He plays the British editor of what is no doubt the world's greatest gourmet magazine, and he's poised on the brink of a lifelong ambition: He has chosen the greatest dishes of the world's greatest chefs, and he intends to eat his way gloriously through them. Alas, as the title suggests, someone is getting to the chefs before he can.

The way in which the chefs are killed is one of the movie's many delights: They're cooked into their very own specialties (that makes the movie a double whodunit: Who done it, of course… and then how well were they done?). The murders lead to a twofold horror.
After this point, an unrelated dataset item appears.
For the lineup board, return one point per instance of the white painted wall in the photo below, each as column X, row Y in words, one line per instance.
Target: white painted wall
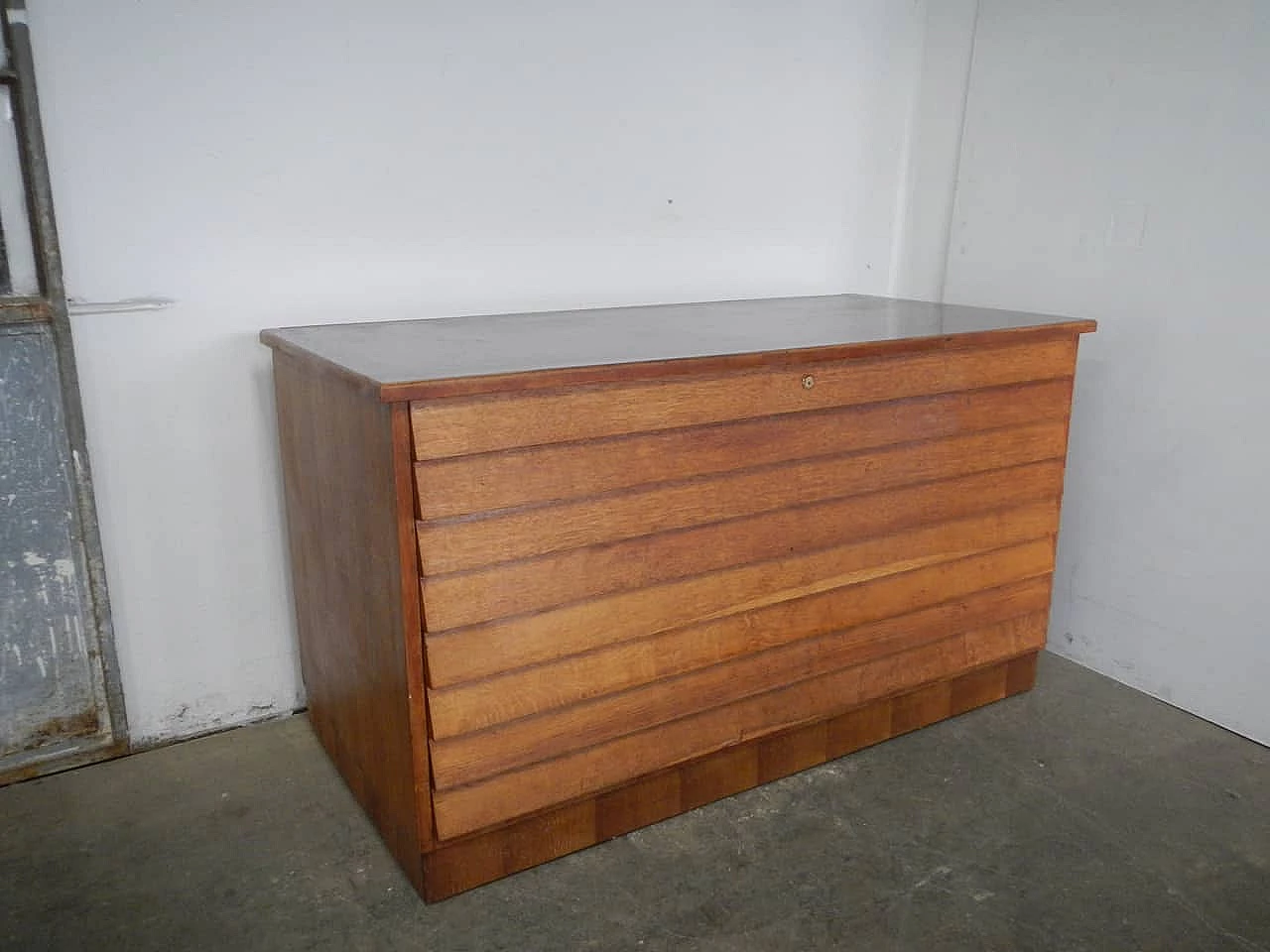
column 298, row 162
column 1116, row 166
A ghastly death awaits the victims, and there is unspeakable humiliation for those chefs who are apparently not great enough to be killed.
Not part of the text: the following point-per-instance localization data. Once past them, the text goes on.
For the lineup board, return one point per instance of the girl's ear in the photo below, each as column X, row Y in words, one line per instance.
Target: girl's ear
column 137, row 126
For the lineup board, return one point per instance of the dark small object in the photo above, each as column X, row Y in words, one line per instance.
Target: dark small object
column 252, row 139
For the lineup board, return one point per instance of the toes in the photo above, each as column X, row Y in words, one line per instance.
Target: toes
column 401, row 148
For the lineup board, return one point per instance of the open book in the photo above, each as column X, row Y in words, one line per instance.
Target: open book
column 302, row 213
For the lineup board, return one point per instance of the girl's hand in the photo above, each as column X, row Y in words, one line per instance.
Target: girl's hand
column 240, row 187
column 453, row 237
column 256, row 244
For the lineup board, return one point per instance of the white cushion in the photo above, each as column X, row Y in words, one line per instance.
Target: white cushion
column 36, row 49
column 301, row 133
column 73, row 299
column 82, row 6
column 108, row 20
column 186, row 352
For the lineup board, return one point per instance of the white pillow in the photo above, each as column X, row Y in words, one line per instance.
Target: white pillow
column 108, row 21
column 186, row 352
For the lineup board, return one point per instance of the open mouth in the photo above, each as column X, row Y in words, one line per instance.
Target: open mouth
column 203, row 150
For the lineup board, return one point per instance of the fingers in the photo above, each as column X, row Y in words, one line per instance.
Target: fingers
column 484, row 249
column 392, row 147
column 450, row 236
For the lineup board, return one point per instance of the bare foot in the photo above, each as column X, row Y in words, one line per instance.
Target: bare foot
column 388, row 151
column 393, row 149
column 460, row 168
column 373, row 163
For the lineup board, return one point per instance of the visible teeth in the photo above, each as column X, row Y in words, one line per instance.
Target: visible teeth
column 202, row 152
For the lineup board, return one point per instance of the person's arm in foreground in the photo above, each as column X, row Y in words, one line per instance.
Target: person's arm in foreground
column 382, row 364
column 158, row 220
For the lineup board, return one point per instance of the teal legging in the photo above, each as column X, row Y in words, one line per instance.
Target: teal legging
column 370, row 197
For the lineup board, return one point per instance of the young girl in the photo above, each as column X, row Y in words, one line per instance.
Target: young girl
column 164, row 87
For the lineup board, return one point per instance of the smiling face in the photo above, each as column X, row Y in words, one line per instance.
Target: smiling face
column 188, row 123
The movie's a light, silly entertainment, with class. A lot of the class comes from Morley, who's spent most of his time in recent years on the London stage and in British Airways commercials.
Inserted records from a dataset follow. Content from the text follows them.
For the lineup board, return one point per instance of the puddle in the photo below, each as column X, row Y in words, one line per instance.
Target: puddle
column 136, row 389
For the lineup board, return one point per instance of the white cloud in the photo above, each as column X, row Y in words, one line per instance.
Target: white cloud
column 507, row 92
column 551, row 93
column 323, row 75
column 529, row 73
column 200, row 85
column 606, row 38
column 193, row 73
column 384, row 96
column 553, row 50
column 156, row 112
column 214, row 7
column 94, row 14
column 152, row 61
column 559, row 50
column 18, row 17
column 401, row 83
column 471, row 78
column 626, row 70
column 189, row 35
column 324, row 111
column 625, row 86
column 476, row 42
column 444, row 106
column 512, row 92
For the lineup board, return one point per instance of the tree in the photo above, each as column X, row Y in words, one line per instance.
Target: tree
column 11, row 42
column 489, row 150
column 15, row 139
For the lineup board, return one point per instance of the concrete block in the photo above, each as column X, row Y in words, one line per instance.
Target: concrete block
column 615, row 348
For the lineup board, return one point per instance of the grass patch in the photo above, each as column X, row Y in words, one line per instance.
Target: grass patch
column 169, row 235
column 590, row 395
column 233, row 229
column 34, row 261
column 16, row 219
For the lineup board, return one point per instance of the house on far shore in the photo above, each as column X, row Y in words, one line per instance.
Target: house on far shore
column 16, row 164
The plot itself is… but here there's an overwhelming temptation to yield to the movie's imagery. It's a fluffy pastry, a delectable confection, light, tart, not filling. It involves not only Morley but also Jacqueline Bisset, as a great chef, and George Segal, as her husband, the fast-food millionaire. Bisset is preparing a banquet for Buckingham Palace, and the specialty of her associate (Jean-Pierre Cassel) is pigeon en croute. Alas, the pigeons are spared, but Cassel's goose is cooked.

The mystery deepens, as meals and murders are savored in Paris, Venice and London. There are all sorts of suspects, and lots of gory discoveries in kitchens, and Morley presides magnificently: He is so right for this role, and takes such an obvious delight in it, that we begin to just automatically smile every time he appears, on the screen. He's good, I'd say, for an Oscar nomination as best supporting actor… and that's not even counting the scenes where he rises from the table.

Roger Ebert

Roger Ebert was the film critic of the Chicago Sun-Times from 1967 until his death in 2013. In 1975, he won the Pulitzer Prize for distinguished criticism.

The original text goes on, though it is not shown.